Matrix Factorization Equals Efficient Co-occurrence Representation

TL;DR

This paper reveals that matrix factorization in recommendation systems can be understood as extracting eigenvectors from user and item co-occurrence matrices, which helps reduce noise and improve recommendation diversity.

Contribution

It provides a novel interpretation of matrix factorization as eigenvector computation and uses random matrix theory to analyze its effects on recommendation diversity.

Findings

Matrix factorization corresponds to eigenvector extraction from co-occurrence matrices.

Removing the top eigenvector increases recommendation diversity.

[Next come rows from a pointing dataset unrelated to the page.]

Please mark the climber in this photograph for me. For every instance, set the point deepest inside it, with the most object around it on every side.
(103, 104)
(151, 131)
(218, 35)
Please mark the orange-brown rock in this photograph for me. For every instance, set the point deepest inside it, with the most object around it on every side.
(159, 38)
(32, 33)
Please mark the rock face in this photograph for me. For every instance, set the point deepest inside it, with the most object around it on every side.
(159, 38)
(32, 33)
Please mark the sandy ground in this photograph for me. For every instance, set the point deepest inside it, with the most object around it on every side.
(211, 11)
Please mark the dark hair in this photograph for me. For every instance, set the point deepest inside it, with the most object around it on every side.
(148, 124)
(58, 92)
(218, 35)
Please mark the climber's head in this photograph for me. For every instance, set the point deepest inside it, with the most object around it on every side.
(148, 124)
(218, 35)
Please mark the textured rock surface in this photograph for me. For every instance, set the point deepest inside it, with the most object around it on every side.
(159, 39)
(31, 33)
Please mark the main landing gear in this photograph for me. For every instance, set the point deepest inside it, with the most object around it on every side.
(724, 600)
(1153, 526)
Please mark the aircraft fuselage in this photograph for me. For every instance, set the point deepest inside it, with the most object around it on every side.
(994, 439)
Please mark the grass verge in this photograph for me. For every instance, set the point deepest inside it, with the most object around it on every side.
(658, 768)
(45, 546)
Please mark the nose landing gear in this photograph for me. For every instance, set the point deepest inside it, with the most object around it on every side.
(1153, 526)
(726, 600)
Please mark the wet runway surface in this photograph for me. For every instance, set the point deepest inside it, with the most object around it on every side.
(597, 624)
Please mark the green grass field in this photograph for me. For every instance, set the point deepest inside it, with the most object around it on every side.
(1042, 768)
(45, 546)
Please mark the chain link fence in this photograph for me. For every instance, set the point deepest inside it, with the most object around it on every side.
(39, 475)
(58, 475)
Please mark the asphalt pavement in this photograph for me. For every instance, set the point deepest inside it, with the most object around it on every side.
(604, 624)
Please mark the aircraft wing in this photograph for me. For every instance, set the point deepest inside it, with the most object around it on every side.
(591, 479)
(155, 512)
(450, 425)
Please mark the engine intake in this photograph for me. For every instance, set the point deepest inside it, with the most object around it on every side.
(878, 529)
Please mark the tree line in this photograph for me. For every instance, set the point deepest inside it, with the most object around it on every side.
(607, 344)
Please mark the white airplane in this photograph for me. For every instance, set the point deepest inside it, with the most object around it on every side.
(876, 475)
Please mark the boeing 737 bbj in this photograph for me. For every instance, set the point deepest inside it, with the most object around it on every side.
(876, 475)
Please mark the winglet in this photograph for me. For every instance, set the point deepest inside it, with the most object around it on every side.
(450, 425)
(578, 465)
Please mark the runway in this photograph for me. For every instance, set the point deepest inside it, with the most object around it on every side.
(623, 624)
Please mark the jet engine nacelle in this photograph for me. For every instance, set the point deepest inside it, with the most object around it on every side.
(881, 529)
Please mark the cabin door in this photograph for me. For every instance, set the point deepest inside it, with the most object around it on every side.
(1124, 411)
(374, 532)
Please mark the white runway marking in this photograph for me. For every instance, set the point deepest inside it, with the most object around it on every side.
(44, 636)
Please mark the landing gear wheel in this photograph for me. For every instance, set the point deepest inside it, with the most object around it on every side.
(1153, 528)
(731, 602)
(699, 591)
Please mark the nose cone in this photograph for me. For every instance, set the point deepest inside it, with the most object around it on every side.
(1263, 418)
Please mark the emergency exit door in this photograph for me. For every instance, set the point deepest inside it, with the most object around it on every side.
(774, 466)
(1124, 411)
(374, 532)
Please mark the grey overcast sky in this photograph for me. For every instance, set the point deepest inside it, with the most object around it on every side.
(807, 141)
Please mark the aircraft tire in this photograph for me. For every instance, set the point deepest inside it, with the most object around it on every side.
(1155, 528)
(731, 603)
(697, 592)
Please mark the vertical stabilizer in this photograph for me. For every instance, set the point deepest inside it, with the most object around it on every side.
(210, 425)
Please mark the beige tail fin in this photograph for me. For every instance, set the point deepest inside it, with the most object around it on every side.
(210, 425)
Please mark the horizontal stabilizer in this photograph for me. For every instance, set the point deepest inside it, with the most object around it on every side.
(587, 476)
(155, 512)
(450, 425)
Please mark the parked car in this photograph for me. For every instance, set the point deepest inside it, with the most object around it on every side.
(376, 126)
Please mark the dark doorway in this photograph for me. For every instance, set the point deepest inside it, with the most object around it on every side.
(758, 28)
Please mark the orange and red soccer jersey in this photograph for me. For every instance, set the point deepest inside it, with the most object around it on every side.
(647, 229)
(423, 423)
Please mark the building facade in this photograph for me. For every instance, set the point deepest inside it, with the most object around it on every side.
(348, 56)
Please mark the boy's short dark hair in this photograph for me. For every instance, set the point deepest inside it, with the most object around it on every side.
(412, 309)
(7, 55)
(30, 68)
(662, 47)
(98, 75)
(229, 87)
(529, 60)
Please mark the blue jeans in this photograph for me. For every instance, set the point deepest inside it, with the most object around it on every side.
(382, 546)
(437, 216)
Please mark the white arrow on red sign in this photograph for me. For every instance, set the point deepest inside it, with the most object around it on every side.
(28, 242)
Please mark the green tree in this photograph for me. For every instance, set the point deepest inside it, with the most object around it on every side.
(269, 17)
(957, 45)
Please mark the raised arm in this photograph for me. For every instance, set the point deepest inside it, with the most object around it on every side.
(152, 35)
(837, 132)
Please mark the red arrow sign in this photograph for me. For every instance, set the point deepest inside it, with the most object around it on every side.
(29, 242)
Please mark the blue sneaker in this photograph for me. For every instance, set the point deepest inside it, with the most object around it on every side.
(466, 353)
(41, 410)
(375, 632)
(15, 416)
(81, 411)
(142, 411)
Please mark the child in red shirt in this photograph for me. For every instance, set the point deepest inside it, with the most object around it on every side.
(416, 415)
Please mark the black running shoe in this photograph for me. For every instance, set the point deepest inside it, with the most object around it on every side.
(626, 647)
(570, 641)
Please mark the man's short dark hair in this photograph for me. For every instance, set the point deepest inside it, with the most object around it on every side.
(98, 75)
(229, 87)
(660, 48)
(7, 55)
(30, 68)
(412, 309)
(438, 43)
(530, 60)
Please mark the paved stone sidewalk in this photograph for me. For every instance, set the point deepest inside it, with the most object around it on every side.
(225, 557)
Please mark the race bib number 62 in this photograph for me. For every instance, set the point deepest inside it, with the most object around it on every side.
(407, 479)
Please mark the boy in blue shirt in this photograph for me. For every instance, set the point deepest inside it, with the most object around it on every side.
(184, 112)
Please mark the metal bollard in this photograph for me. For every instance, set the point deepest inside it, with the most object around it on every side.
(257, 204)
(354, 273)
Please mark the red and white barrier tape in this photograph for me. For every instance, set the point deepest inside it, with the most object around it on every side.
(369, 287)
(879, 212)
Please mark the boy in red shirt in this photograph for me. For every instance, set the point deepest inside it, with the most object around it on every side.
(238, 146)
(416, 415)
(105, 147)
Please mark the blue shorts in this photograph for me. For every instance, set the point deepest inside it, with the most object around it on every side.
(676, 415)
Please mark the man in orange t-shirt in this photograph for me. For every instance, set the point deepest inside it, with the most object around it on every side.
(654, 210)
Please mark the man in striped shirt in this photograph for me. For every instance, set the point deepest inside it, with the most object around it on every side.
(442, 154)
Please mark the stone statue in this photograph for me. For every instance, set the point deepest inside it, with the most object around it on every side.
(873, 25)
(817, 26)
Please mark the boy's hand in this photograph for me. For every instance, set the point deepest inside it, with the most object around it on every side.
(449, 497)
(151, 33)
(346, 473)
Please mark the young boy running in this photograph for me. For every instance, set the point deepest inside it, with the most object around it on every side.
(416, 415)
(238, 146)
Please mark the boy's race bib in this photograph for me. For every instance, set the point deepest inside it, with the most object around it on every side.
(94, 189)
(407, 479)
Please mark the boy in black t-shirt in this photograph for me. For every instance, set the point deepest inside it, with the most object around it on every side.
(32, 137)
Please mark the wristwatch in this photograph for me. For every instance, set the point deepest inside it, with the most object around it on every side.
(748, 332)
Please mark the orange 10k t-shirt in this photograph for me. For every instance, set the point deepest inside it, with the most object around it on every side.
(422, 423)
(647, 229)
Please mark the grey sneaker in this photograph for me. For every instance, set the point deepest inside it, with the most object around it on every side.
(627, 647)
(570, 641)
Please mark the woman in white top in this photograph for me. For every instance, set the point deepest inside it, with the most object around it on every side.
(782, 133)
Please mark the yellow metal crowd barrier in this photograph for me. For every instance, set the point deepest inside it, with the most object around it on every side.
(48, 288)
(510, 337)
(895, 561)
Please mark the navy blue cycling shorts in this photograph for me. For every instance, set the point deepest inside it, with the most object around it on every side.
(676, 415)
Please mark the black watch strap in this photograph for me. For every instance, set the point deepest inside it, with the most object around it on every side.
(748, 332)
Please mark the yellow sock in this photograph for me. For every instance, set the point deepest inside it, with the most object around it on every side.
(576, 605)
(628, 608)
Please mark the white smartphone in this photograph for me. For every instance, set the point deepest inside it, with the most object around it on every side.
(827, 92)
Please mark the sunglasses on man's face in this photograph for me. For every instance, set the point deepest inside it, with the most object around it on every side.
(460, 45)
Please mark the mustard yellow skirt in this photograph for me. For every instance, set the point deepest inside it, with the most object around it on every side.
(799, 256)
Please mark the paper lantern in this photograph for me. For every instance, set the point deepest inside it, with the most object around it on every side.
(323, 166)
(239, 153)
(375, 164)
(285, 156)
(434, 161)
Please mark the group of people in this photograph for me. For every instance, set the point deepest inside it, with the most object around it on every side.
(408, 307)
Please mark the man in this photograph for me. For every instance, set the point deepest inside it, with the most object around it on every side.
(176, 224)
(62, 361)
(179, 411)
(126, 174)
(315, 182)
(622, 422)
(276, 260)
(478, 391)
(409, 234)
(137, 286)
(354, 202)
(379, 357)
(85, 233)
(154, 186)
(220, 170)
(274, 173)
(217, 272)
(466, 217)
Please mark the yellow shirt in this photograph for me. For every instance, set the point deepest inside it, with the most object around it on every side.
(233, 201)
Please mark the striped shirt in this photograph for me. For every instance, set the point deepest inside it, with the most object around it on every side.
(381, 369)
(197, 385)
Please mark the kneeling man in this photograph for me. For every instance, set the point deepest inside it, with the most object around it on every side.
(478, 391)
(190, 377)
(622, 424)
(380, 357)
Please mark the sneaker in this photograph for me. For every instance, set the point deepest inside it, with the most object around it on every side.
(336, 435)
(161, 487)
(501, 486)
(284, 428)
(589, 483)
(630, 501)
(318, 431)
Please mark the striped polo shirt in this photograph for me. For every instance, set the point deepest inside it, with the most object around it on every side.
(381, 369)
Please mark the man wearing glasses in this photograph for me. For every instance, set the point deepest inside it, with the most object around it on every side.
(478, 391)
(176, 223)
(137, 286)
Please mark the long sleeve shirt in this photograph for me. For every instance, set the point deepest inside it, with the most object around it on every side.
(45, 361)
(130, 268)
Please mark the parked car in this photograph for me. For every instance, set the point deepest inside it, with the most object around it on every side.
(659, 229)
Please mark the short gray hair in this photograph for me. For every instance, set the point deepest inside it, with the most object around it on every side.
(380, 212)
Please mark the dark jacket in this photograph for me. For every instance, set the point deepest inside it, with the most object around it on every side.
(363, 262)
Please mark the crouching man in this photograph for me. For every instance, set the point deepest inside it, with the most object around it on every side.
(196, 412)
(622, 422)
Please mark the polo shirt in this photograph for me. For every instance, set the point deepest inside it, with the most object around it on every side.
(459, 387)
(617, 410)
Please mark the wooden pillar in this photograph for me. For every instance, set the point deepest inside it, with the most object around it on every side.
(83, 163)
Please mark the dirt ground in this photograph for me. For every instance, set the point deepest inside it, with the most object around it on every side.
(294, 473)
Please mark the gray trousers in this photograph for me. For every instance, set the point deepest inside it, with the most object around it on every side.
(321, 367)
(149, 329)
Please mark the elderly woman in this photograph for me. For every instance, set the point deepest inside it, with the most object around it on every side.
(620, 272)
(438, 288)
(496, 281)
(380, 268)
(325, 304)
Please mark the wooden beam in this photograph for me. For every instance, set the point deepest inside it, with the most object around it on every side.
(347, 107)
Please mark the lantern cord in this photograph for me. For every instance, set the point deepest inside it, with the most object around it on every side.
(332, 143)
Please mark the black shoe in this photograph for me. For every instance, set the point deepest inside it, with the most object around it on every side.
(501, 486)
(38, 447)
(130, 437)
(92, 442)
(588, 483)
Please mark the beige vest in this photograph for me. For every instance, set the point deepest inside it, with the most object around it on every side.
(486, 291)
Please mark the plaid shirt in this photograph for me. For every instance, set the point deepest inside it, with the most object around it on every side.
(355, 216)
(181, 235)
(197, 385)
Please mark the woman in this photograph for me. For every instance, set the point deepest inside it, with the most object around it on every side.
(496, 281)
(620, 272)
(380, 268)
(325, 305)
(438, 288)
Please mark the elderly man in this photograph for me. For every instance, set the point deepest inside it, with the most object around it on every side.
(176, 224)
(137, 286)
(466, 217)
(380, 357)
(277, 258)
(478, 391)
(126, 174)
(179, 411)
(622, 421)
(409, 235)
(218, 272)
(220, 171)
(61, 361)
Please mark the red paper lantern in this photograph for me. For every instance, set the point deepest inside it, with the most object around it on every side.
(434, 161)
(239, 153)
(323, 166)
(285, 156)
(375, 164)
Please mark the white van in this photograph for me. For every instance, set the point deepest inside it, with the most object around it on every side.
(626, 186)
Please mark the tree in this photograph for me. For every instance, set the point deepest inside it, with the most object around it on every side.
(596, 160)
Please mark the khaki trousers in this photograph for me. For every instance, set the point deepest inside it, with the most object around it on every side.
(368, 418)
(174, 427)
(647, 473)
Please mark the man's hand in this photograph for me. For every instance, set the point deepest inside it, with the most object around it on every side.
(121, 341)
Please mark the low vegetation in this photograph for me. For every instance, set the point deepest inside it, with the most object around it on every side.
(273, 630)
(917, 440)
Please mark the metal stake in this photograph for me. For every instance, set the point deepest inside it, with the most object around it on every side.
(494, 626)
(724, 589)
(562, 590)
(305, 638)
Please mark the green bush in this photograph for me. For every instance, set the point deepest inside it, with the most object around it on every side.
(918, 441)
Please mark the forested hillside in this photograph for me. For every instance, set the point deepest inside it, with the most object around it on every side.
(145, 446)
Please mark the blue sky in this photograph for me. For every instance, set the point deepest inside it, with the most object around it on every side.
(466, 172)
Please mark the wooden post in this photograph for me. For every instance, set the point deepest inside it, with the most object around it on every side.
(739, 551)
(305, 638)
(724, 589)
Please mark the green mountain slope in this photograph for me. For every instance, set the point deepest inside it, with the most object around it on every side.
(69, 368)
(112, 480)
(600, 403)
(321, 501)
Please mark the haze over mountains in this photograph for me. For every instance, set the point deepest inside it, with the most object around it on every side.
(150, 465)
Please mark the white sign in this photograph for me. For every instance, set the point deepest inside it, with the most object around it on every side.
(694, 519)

The approach reduces sampling noise in user/item co-occurrence data.

Abstract

Matrix factorization is a simple and effective solution to the recommendation problem. It has been extensively employed in the industry and has attracted much attention from the academia. However, it is unclear what the low-dimensional matrices represent. We show that matrix factorization can actually be seen as simultaneously calculating the eigenvectors of the user-user and item-item sample co-occurrence matrices. We then use insights from random matrix theory (RMT) to show that picking the top eigenvectors corresponds to removing sampling noise from user/item co-occurrence matrices. Therefore, the low-dimension matrices represent a reduced noise user and item co-occurrence space. We also analyze the structure of the top eigenvector and show that it corresponds to global effects and removing it results in less popular items being recommended. This increases the diversity of the items recommended without affecting the accuracy.